The references to “reasonable” or “appropriate” areas of cross-examination in Olden and Van Arsdall remind us that the Confrontation Clause does not “prevent[ ] a trial court from imposing any limits on the scope of defense counsel's cross-examination and presentation of evidence related to the impeachment of a key prosecution witness's credibility.” Quinn v. Haynes, 234 F.3d 837, 847 (4th Cir.), cert. denied, 532 U.S. 1024, 121 S.Ct. 1968, 149 L.Ed.2d 762 (2001). Rather, courts retain “wide latitude ․ to impose reasonable limits on such cross-examination based on concerns” such as confusion of the issues, lack of relevance, or potential harassment. Id. (internal quotation marks omitted). The question here is whether the court, in preventing Hill from any exploration of the Shrestha evidence, exceeded the scope of latitude enjoyed by trial courts in making such determinations. Once again, I find no error in the district court's decision that the Shrestha evidence was too far afield of the issues under consideration to shed any light on Emmanuel's alleged bias or motive and that considerable confusion and potential harassment would have attended its admission. At the same time, Hill was permitted to directly challenge Emmanuel's testimony on cross-examination, including Emmanuel's obviously shaky memory as to the circumstances under which he granted authority to Hill to conduct his affairs, as well as numerous other aspects of his testimony. The court's refusal to allow Hill to explore allegations surrounding Emmanuel's dealings with Shrestha did not prevent Hill from reasonable and appropriate cross examination of Emmanuel concerning his dealings with Hill. Under these circumstances, I too believe Hill has not made a showing that his constitutional rights were violated.

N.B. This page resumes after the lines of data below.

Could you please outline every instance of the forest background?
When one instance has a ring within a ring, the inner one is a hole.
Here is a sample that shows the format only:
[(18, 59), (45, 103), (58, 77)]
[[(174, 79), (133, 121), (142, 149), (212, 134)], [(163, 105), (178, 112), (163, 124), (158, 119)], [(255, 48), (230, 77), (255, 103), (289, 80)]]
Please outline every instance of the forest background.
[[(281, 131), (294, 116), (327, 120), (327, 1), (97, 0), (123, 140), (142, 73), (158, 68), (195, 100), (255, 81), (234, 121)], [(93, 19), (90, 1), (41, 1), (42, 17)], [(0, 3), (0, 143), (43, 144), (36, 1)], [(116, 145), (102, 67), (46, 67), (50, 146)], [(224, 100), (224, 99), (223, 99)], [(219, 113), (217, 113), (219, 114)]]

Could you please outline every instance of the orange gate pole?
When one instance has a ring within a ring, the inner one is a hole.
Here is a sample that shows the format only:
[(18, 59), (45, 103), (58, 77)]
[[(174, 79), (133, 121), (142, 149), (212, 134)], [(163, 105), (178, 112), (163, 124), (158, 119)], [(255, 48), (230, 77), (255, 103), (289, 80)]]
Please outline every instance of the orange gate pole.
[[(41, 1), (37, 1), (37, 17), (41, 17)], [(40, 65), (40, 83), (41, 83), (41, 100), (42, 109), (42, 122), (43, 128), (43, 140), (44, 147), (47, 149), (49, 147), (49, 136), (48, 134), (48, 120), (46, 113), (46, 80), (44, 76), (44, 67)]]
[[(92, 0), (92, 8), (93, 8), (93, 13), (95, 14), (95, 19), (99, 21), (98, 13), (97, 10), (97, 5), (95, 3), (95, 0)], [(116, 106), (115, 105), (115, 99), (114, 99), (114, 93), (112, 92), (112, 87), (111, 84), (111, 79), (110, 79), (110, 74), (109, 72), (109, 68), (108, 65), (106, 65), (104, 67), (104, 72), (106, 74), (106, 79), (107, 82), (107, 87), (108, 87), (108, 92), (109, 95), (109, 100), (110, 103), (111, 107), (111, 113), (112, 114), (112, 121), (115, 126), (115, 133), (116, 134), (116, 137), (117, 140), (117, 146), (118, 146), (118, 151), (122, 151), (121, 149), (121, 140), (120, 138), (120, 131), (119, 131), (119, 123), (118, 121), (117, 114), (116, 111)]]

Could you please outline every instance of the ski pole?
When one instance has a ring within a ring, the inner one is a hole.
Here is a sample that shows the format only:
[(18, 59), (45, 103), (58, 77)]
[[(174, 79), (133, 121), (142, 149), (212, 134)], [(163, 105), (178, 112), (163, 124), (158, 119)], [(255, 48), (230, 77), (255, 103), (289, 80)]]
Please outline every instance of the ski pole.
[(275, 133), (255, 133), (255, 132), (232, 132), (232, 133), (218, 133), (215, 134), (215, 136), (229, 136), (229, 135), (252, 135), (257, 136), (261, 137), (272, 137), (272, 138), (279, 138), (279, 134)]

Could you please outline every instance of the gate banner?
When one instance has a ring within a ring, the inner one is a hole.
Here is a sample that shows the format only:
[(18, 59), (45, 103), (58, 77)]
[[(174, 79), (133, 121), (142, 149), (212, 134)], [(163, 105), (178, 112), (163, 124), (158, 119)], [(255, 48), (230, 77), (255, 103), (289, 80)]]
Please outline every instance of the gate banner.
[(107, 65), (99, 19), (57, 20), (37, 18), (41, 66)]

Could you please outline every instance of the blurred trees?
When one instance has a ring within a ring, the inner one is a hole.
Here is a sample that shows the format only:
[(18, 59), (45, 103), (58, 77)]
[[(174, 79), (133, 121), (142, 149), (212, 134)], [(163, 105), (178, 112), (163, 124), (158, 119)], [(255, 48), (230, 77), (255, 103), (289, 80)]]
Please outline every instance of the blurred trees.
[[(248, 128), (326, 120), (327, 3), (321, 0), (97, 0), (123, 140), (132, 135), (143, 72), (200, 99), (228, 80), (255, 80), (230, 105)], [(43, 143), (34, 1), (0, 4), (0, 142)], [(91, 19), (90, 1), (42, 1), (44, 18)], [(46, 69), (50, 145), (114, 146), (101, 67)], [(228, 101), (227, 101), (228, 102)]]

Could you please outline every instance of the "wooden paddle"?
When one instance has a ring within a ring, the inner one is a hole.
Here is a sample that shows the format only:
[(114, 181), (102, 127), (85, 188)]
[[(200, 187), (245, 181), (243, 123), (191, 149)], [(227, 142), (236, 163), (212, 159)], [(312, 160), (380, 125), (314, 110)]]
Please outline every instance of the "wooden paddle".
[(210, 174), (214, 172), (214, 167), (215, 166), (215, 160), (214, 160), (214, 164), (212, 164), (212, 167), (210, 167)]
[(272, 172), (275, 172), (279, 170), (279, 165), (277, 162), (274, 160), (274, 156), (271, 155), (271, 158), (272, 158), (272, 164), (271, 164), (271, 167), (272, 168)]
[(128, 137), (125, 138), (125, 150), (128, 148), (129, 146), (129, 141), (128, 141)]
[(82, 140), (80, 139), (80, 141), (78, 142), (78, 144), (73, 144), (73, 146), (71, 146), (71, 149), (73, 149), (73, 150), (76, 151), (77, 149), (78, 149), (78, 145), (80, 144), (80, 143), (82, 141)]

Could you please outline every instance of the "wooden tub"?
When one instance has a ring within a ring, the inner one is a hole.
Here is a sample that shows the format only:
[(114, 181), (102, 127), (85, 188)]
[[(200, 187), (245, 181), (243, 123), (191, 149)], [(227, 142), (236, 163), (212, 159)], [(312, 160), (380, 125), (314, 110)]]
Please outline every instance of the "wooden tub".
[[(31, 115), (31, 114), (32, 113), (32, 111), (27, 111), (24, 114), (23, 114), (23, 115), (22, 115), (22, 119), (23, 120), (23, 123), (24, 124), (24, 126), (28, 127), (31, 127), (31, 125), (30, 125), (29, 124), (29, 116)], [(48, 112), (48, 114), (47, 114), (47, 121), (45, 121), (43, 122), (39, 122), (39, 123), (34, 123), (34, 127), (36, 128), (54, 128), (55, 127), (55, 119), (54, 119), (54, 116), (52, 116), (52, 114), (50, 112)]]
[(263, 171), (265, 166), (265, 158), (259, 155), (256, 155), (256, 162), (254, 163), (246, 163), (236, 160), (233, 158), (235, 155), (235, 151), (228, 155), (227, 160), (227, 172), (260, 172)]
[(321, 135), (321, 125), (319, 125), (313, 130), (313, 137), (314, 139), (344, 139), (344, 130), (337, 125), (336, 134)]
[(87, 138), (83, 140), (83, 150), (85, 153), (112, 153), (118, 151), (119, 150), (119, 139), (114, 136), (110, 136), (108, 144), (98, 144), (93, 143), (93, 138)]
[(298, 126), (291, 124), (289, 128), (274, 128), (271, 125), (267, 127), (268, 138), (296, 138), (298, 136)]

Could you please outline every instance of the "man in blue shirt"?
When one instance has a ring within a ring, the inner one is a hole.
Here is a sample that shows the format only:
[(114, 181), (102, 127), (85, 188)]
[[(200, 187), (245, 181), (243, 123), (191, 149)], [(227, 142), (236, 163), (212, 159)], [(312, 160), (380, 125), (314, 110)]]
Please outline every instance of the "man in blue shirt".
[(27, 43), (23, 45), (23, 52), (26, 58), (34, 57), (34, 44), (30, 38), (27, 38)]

FOOTNOTE. At trial, Hill hinted at a scorned lover defense, suggesting that he and Emmanuel might have had a romantic relationship. The trial court, however, excluded this evidence, ruling, “[B]oth of you have been dancing around some issues about relationships that at this point I don't believe are really that relevant.” Hill does not appeal that ruling. Thus, if he contemplated a scorned lover defense in the past, Hill has now abandoned that litigation strategy.
Affirmed by published opinion. Judge GREGORY wrote the majority opinion, in which Judge DIANA GRIBBON MOTZ joined. Judge TRAXLER wrote a concurring opinion.